J'ai un minable bouquin à mon actif : "Une si jolie rhinotillexomaniaque", et deux nouveautés prêtes à proposer à l'édition. La première a pour sujet les carottes :"Tout ce que j'ai fait avec des carottes". Pourquoi ? Mon actuel éditeur fut à la recherche d'un roman sur ce sujet, et, lorsque j'étais encore plein d'illusions et de bonne volonté, j'ai donc rédigé ce manuscrit dont il ne veut plus aujourd'hui ; et ça tombe bien, puisque moi, je ne veux plus non plus de lui. La seconde nouveauté s'intitule :"Lupanar au paradis"

 

D'autre part, lors d'une lecture dans un café littéraire parisien, j'ai invité deux auteurs de mon entourage (la quarantaine) qui sont venus par obligation : je m'étais rendu aux leurs. Tiens, l'un d'eux, publié plusieurs fois chez un grand (Harlequinades à peine améliorées & autres platitudes) avait un air zarbi à la lecture publique des passages de mon bouquin. Comment se fait-ce?
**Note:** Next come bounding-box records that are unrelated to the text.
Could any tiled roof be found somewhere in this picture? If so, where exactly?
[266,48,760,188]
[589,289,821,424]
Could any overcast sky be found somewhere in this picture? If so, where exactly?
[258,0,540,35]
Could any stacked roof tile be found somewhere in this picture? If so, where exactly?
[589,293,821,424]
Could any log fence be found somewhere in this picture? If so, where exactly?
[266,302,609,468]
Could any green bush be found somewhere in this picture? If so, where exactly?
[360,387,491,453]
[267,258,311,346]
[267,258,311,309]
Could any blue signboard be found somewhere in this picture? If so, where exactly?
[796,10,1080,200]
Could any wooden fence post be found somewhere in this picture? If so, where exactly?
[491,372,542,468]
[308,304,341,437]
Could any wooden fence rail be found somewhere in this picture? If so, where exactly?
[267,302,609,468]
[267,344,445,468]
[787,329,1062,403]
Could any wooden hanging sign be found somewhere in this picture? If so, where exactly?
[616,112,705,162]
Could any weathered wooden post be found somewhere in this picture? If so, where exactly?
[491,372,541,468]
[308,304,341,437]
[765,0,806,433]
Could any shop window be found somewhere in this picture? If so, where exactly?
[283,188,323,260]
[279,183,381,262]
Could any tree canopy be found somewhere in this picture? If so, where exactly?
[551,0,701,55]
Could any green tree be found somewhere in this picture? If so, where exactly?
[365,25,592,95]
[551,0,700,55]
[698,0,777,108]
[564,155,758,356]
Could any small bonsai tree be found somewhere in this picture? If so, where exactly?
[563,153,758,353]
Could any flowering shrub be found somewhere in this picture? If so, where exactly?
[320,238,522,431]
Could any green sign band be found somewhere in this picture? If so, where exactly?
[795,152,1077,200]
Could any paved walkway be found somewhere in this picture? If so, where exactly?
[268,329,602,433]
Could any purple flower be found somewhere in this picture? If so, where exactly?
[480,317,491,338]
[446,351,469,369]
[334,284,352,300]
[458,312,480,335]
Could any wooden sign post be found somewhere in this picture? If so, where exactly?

Bientôt, j'allais devoir essuyer trois déboires à la fois : les indélicatesses (voulues) de cet auteur que nous appellerons Ignace, celles, notoires, de la directrice littéraire de sa maison d'édition qu'on nommera Mélusine, et pour finir, celles de ma conseillère littéraire, surnommée Berthe.

 

Berthe reçoit mes deux manuscrits afin de me faire une fiche de lecture et d'en corriger les éventuelles fautes et coquilles. Simultanément, Ignace m'invite à un nouveau café littéraire, car ça marche fort pour lui, et Mélusine est là pour présenter le chef d'œuvre qui vient tout juste de voir le jour. Mais tout va partir en vrille...

 

 

Je suis venu avec Kevin – un auteur voisin qui a publié, plusieurs années auparavant, une saga en trois volumes chez un minuscule éditeur berrichon - voituré par ma conjointe. A la fin de la présentation, je vais à Ignace pour lui prendre un exemplaire et lui demande pourquoi il a choisi ce thème (cliché de l'apocalypse - tout le monde mort sauf le héros). Son regard est mal assuré et il baragouine une incohérence. Je m'en retourne vers Kevin. Ignace interpelle Mélusine, ils viennent à nous : "Mélusine, je vous présente Kevin, auteur de trois excellents romans qui ont été repris chez Maxi livres et qui a un manuscrit à vous soumettre..." Je m'imagine qu'elle va passer à moi : "Et voici Fabrice, qui a écrit un livre surprenant chez un éditeur parisien et a deux manuscrits à vous proposer". Mais pas du tout, sans un regard et sans un mot, il me laisse sur place. Je me sens grotesque. Je suis vert. Ma femme me toise de biais, si je ne fais rien, je vais me faire sermonner en rentrant, et redoublant de ridicule, je m'impose : "Puis-je, comme Kevin avoir votre email, Madame, afin de vous faire parvenir l'un de mes tapuscrits ?"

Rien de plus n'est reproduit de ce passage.